A couple of months ago the world was already in a new paradigm. But it's typical of paradigm shifts that nobody can understand what's happened, why nothing works like it used to.
We're not in the Information Age anymore. That happened way back in about 2014, when the Internet penetrated "the last mile" and connected a critical mass of humanity. About six and a half seconds after that, a new commodity was created from a new raw material. That kicked off a new kind of capitalism, elegantly dissected in Professor Zuboff's great work, "The Age of Surveillance Capitalism." (Go read it all, two inches thick. You have time now.)
All our trust in information got trashed. Now you can't even believe what the previously-legitimate Authorities say. Any authorities, medical, scientific, it was all called into question. To communicate effectively now, we must speak to direct experience. That's dicey, because anything in our attention exists for us, whether it's real or not.
In the early years of the post-info-age tech-driven paradigm shift, the dawn of the Attention Age, the dominant technology became computer aggregation of momentary public attention. At first this was to rescue the flagging advertising business model. Then it became the new extraction industry, for the new audience markets. It's like bronze in the Bronze Age, it's the foundation of Power. So we did not experience universal access to all information after all. We didn't get flying cars, either. (Rats.)
Instead, our cultural norms, such as the one that says our lives depend on something called "investor confidence," absorbed this change easily. Now our attention is hijacked, mined, harvested, packaged, bundled and traded, every nanosecond of every day. It burns fossils, sells plastic, runs wars and gets people elected to high offices of public trust. Well, high offices, anyway.
Meanwhile, we still expect things to work they way they did in the previous paradigm, when information had at least some tenuous relationship to facts-on-the-ground. But things no longer work that way. Now, hijacked public reaction shoots first, and asks questions too late.
The "Social" media, without those attention-harvesting machines that mess with all your search results and feed you all that nonsense, and steal all your "privacy," could be a public utility contributing immeasurably to the transformation of human society and the possible salvation of our endangered planet. Instead they are devoted to ruthless competition in the attention market for Surveillance Capital. For those confident "investors".
The word, Transformation, is beginning to appear in the literature, e.g., "Pervasive human-driven decline of life on Earth points to the need for transformative change". This word is not well understood, but as substantive change in human behavior, it is the only way humanity will save itself, simply because nothing else can work as quickly. Cultural Evolution may catalyze such a rapid state-change. This happens like the formation of ice crystals. Shazam! Now you can walk on water. Happens all the time.
The part of language that gives meaning to our words is usually silent and unseen. There is now a lot of science about this, related closely to neurology. Take, for instance, the context of this article. What is present that is unspoken? The author's intention is to present a new view that doesn't necessarily challenge the reader's frame of reference, but might invite expansion, and even transformation. In other words, to make connections or distinctions among things you already know, so that new possibilities might emerge from an undifferentiated background. This is not just piling on new facts. You probably have plenty to work with. How effective has that been?

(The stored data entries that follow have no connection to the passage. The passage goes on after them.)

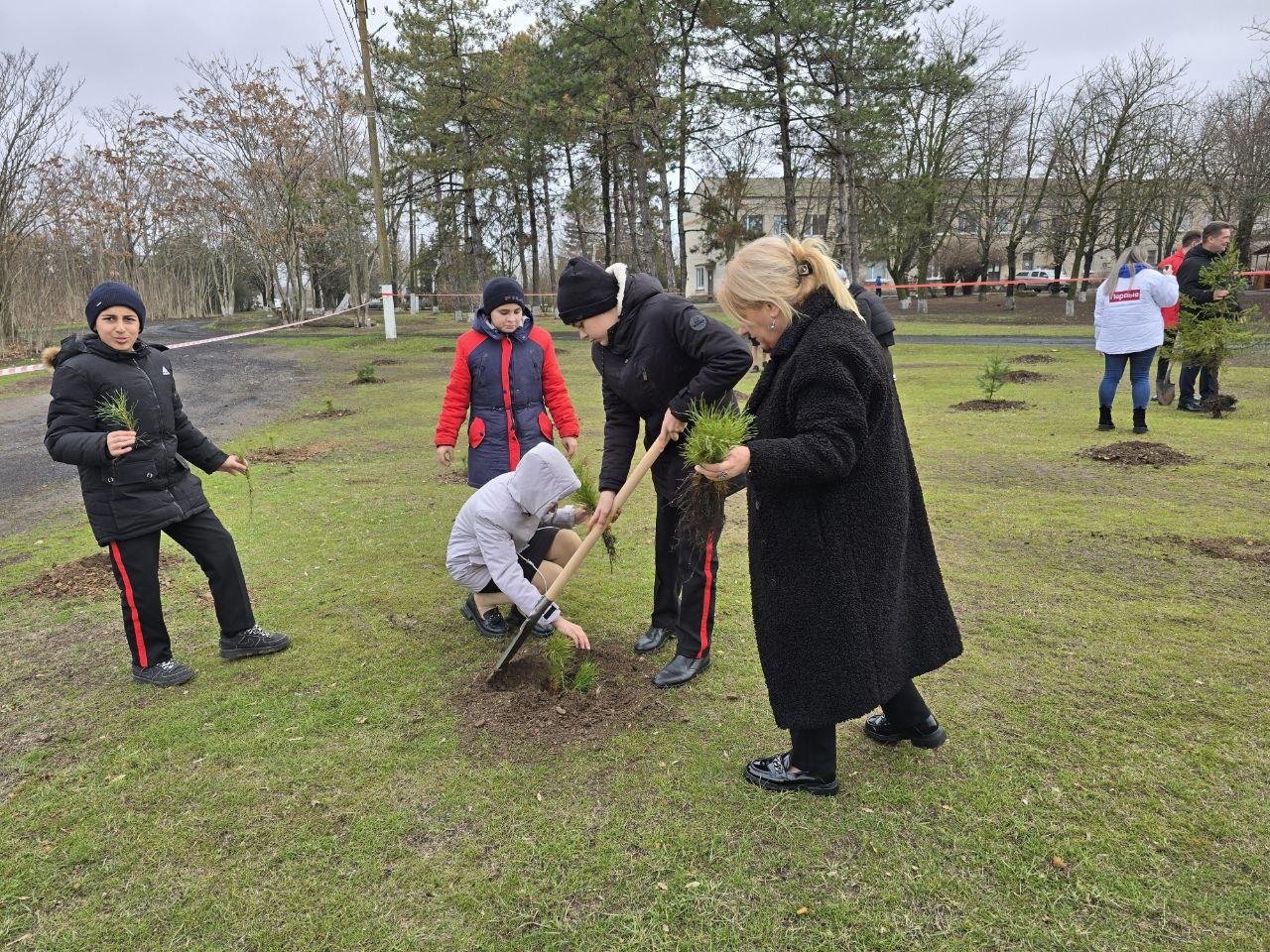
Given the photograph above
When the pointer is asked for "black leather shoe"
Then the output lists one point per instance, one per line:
(681, 670)
(515, 620)
(652, 640)
(253, 642)
(490, 625)
(774, 774)
(166, 674)
(928, 734)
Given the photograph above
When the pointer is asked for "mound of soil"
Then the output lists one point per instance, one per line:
(1133, 452)
(89, 576)
(520, 715)
(992, 405)
(1239, 549)
(289, 454)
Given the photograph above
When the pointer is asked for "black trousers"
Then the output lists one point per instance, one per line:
(816, 749)
(1162, 361)
(1187, 382)
(136, 570)
(684, 587)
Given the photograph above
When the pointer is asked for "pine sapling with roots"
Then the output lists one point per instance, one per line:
(712, 430)
(588, 495)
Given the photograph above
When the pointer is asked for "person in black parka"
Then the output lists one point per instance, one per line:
(847, 595)
(136, 485)
(657, 356)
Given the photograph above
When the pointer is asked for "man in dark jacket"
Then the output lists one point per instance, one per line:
(136, 485)
(657, 356)
(878, 317)
(1214, 240)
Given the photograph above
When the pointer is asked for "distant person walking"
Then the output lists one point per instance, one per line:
(1165, 389)
(1128, 327)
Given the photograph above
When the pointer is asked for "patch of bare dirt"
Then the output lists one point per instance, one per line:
(1239, 549)
(89, 576)
(991, 405)
(289, 454)
(1133, 452)
(521, 715)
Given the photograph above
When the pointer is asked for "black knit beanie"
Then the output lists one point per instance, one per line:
(503, 291)
(585, 290)
(113, 294)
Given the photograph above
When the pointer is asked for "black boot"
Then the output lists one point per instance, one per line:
(253, 642)
(490, 625)
(928, 734)
(652, 640)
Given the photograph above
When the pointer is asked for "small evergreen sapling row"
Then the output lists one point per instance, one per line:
(712, 430)
(588, 495)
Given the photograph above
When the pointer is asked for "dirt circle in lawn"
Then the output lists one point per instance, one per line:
(520, 714)
(1137, 452)
(991, 405)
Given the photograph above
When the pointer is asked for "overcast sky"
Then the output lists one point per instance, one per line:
(135, 48)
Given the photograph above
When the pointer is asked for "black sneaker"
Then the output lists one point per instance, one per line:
(515, 620)
(490, 625)
(774, 774)
(166, 674)
(928, 734)
(253, 642)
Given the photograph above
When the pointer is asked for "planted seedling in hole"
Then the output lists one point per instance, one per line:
(588, 495)
(712, 430)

Here's what the author does not intend: focusing on what exists in our attention, but only there. This is being done aggressively in the "social" media, with careless disregard for real social impacts. A simple example: if I ask, "Why didn't they ask about the billion spent on toothbrushes," I've just created a conspiracy about a lot of money and surplus dental hygiene devices, out of thin air. The Internet is awash in this kind of thing. Anything that sounds like a baby will wake up all the new parents within earshot, and significantly beyond, from deep sleep. Our perceptions, real or not, can light up our endocrine systems and shut down our cerebral cortex, which is physical panic.
Today, one individual is able to induce that state in millions of people, all at the same time, with a few words. This is unprecedented. It's something entirely new to human being. And each time, the stimulus has to be worse, as we develop a tolerance.

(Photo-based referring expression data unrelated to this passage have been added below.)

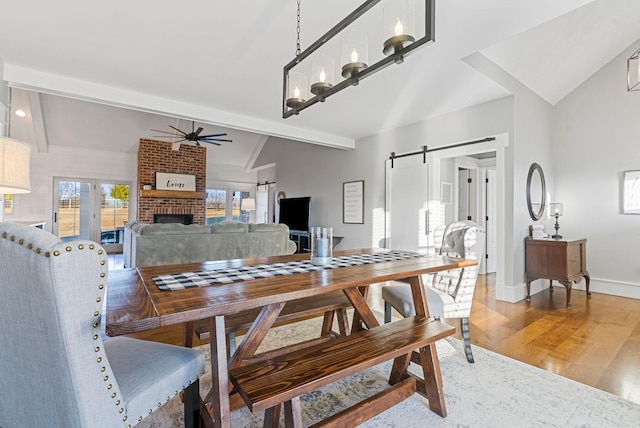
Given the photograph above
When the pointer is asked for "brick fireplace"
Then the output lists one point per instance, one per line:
(157, 156)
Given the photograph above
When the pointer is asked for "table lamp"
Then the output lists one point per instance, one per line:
(556, 209)
(248, 204)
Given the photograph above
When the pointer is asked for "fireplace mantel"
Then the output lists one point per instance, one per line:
(178, 194)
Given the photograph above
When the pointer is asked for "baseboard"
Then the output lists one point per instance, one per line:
(516, 293)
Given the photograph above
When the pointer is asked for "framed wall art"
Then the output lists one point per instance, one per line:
(169, 181)
(353, 202)
(631, 192)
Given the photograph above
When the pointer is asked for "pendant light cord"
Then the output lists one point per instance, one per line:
(298, 31)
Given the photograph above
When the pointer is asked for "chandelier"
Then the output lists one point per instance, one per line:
(312, 77)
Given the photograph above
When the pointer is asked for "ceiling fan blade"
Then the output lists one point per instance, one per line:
(216, 139)
(169, 136)
(213, 135)
(182, 132)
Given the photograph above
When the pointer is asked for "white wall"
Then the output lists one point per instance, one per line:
(596, 136)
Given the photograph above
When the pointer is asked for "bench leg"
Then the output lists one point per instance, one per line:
(343, 321)
(293, 413)
(187, 334)
(327, 323)
(432, 379)
(231, 344)
(272, 417)
(192, 405)
(387, 313)
(464, 332)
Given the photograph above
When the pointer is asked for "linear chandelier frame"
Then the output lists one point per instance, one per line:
(397, 57)
(633, 72)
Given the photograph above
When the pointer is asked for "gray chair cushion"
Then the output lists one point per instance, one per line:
(147, 371)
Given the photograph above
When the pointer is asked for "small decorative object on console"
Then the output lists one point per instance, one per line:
(321, 245)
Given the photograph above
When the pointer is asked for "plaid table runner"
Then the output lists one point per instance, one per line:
(224, 276)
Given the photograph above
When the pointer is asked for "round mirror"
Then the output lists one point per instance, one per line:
(536, 191)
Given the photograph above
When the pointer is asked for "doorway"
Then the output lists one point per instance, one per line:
(95, 210)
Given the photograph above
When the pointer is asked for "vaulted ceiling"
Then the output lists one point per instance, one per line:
(104, 73)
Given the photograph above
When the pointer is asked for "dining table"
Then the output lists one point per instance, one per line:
(139, 300)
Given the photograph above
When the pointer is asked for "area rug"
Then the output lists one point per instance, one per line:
(495, 391)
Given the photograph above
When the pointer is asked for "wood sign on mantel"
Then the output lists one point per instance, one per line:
(179, 194)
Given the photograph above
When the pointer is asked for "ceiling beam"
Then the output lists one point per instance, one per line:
(37, 118)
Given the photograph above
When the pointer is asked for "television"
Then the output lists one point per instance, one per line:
(294, 212)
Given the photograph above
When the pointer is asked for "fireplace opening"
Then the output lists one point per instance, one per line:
(173, 218)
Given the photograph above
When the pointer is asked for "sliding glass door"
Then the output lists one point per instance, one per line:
(91, 209)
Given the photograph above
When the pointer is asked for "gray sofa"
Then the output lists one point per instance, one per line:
(174, 243)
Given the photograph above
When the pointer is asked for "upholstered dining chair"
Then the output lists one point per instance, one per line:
(55, 368)
(449, 293)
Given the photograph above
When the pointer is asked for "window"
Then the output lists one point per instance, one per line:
(224, 204)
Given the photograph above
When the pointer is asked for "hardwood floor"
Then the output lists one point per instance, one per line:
(596, 342)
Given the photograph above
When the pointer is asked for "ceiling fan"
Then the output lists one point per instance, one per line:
(193, 136)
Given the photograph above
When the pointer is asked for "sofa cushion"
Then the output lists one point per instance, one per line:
(173, 229)
(268, 227)
(230, 227)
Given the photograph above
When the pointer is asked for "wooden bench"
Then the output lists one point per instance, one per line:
(266, 384)
(330, 304)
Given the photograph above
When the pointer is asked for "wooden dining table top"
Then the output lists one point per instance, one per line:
(135, 303)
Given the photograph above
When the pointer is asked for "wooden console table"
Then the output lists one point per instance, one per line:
(563, 260)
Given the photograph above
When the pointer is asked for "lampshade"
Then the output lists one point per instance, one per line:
(248, 204)
(14, 166)
(556, 208)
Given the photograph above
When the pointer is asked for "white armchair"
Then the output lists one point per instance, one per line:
(56, 370)
(449, 293)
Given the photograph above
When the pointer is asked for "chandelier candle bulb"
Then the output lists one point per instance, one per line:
(399, 26)
(322, 70)
(354, 53)
(297, 88)
(399, 41)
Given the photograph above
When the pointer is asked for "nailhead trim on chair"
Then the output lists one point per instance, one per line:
(97, 316)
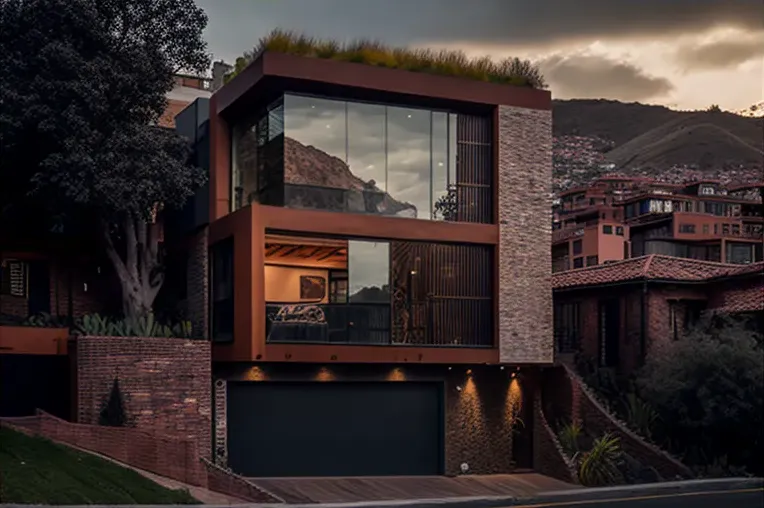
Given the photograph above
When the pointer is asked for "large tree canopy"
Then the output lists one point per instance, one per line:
(84, 82)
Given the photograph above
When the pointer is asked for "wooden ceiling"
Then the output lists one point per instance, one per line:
(305, 251)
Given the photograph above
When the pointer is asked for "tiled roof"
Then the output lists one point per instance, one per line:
(748, 299)
(653, 267)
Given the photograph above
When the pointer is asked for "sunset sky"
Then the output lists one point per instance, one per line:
(686, 54)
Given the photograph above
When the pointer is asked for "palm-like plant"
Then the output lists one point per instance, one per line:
(599, 466)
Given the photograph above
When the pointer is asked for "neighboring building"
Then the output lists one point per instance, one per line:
(372, 257)
(617, 218)
(186, 90)
(617, 314)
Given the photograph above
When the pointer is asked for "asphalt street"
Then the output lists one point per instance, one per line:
(743, 498)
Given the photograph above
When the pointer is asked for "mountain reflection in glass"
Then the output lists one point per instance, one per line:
(365, 158)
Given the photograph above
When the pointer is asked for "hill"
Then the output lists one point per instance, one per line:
(593, 137)
(34, 470)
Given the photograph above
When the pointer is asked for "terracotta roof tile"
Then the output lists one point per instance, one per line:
(748, 299)
(653, 267)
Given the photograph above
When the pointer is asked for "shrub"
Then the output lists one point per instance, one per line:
(599, 466)
(708, 390)
(510, 71)
(113, 408)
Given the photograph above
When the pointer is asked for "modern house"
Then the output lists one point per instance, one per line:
(618, 218)
(371, 262)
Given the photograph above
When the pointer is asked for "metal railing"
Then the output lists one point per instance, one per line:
(443, 322)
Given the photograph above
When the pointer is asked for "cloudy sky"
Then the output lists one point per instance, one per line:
(685, 54)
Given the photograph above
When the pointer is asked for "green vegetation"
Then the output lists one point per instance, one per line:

We are defenseless against this form of attention-hijack, except in one way. Where we direct our attention is at least partly under our control, just like breathing. But, also like our attention, breathing goes on anyway, and is connected to emotion as well as physical demands for oxygen. Attention shapes reality or illusion alike.
Now the Virus is here. Whatever else it may be, I choose to see it as is a big mirror. We are all looking into it, in unprecedented numbers. This, too, is an historical first for humanity. A real attention-getter. Possibly transformative in its impact, and in positive as well as negative ways. A demagogue can't stand being upstaged, and plays his one-note tune even louder, ramping up the terror, scaring the crap out of everyone. But this is merely a sign of low oxygen.
It is time to abandon all such pretenders to power. This is just putting the oxygen mask on your own face before you assist your children.
Attention hijack is the a skill and a technology that rocketed a demagogue into power, and keeps his alarming grimace in front of our eyes every hour. I have vowed never to pronounce that person's name, and only refer to him here for diagnostic purposes. This action has inoculated me against many bright, loud signals. It's a start.